Sep 30, 2021 - Sale 2580

Sale 2580 - Lot 51

Price Realized: $ 750
?Final Price Realized includes Buyer’s Premium added to Hammer Price
Estimate: $ 400 - $ 600
(ARCHITECTURE.) Robert Dale Owen. Hints on Public Architecture, Containing . . . Views and Plans of the Smithsonian Institution. 15 plates including engraved additional title page; numerous text illustrations. xvii, [3], 119 pages. 4to, publisher's gilt pictorial cloth, rebacked with most of original backstrip laid down, minor wear; minor foxing and offsetting; early gift inscription and later ownership note on flyleaf. New York: George P. Putnam, 1849

Additional Details

This treatise on the future of American architecture was released as plans were being selected for the iconic Smithsonian Institution building in Washington. It was prepared "on behalf of the Building Committee of the Smithsonian Institution" by the chair of the committee, Robert Dale Owen (1801-1877), a former Congressman from Indiana who had secured funding for the project three years earlier. See lot 143 for another work by Owen.

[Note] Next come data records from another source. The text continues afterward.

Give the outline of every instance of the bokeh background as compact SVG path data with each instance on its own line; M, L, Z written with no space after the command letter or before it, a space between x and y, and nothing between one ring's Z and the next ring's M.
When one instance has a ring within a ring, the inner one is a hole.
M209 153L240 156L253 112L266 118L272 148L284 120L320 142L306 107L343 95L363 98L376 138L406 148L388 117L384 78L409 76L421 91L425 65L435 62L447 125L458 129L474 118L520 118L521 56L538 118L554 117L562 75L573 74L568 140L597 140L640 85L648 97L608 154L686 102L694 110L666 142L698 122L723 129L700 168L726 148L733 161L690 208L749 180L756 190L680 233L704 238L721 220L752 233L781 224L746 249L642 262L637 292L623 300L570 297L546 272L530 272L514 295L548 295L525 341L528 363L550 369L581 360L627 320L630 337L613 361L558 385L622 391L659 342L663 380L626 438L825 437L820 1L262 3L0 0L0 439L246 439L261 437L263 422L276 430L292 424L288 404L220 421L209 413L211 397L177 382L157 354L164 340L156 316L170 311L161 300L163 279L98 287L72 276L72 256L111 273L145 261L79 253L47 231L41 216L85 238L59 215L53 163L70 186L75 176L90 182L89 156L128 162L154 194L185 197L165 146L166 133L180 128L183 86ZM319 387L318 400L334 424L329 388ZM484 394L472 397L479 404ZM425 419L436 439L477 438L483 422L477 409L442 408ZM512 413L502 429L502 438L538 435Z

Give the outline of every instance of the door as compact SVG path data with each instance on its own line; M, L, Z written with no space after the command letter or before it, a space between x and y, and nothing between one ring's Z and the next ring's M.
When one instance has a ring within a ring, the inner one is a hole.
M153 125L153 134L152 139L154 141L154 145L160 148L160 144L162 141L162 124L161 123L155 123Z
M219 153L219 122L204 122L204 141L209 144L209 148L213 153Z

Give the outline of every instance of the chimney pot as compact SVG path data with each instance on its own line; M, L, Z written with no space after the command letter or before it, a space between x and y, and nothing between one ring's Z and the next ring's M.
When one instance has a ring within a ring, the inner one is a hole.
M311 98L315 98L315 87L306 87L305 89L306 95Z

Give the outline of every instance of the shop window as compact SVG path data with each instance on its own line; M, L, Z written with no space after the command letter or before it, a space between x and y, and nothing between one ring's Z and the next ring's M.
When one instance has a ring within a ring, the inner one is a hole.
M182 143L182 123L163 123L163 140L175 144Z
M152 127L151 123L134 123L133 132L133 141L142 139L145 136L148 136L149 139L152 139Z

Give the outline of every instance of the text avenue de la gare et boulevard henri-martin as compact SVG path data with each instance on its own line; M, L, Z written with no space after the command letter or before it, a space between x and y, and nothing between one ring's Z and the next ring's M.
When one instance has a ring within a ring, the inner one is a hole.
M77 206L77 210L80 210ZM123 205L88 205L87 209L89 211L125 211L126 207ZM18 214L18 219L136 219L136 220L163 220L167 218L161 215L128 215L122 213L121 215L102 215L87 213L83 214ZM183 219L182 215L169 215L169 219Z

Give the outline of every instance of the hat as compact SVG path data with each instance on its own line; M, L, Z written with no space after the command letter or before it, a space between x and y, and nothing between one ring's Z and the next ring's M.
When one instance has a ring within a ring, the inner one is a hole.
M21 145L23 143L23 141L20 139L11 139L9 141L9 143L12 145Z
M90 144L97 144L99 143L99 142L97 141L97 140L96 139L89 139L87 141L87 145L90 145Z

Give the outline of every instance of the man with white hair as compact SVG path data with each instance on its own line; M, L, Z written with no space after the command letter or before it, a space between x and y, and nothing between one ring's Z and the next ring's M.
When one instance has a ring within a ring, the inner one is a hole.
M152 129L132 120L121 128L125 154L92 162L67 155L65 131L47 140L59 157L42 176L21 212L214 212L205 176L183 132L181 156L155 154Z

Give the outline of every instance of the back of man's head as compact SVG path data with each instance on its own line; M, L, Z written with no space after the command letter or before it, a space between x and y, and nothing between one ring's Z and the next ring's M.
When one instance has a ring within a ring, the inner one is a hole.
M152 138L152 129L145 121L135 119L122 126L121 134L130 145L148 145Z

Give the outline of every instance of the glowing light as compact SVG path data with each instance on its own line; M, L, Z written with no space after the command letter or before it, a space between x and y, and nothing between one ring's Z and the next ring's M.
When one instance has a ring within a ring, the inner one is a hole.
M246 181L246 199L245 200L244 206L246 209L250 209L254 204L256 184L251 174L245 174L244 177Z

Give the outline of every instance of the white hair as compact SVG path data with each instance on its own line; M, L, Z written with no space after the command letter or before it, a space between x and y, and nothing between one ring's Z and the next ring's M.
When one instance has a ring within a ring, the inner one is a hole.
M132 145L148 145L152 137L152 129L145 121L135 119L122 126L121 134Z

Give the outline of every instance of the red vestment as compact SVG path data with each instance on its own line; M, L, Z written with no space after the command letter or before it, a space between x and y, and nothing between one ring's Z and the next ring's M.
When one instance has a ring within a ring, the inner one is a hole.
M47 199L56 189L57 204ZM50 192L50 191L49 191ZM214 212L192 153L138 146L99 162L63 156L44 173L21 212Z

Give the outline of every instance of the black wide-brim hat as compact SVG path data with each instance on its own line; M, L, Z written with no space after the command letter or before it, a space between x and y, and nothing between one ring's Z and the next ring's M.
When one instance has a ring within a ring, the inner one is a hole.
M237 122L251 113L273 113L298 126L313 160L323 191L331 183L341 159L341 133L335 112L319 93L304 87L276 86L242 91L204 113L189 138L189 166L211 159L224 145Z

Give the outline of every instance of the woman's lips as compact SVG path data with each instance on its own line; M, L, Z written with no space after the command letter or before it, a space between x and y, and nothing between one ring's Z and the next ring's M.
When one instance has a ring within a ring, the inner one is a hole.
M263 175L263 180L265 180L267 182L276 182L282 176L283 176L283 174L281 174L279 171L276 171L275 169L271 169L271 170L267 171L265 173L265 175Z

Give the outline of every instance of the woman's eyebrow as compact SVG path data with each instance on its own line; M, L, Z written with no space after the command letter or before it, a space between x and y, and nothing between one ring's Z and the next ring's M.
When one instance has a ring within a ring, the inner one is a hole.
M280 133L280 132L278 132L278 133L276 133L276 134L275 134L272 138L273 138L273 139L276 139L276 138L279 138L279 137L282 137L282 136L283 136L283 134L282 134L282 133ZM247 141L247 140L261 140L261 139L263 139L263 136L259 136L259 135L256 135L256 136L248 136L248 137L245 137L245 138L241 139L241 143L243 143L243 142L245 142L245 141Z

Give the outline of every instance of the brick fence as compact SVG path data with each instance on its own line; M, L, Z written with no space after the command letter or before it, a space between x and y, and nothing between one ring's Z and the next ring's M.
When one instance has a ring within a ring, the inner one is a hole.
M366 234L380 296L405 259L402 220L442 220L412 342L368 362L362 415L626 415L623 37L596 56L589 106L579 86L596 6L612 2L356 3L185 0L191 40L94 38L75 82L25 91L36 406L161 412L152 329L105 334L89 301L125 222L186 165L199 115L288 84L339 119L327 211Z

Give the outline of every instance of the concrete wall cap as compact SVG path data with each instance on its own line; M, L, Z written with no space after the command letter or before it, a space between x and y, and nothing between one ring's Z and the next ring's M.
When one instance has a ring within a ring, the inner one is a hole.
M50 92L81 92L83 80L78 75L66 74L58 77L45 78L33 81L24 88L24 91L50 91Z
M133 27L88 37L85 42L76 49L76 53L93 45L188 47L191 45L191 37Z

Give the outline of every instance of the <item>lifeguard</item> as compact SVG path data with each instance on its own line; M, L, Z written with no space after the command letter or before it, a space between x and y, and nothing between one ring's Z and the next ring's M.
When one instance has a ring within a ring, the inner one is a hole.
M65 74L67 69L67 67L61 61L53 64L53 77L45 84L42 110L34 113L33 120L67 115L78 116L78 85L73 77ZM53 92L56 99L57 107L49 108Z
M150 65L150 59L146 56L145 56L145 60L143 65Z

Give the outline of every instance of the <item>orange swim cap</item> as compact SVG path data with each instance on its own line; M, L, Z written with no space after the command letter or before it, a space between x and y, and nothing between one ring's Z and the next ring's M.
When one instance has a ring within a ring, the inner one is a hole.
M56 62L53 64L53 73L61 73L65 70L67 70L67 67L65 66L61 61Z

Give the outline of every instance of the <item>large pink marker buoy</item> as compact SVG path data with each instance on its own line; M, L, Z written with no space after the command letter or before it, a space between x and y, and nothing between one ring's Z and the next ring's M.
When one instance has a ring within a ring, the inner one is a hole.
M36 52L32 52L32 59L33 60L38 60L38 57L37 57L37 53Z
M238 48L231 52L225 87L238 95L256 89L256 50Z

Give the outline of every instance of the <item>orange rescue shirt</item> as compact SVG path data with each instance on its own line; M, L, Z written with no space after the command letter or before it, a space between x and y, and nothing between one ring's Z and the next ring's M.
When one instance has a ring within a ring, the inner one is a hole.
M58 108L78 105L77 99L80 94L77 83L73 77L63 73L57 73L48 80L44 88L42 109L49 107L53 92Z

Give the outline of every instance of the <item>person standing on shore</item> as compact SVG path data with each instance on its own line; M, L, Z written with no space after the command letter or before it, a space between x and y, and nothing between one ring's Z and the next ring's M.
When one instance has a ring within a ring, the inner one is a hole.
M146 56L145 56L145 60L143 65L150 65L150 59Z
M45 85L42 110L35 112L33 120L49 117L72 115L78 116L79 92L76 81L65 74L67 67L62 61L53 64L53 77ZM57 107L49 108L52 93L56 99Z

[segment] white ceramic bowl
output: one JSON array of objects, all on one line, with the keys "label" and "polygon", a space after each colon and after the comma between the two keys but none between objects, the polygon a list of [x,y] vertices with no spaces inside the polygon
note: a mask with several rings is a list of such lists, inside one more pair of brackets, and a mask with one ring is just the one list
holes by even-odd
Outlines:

This copy bears a gift inscription from James Renwick Jr. (1818-1895) "to his friend Franklin W. Smith." Renwick was the brilliant young architect of the Smithsonian Institution and New York's Grace Church, who had lent his drawings of both projects to be engraved for this book. He signed without a "Jr.," but the signature is his rather than that of his architect father, suggesting that the inscription was done after his father's death in 1863. The recipient was Franklin Webster Smith (1828-1911), who had been a young abolitionist before the Civil War and later became interested in public architecture. In 1890, Smith delivered lectures in favor of a massive National Gallery of History of Art; Renwick was enlisted to draft a detailed proposal, which Smith then promoted. The gift of this book may date from this 1890 collaboration. The gallery was never built. A later inscription is dated 1950.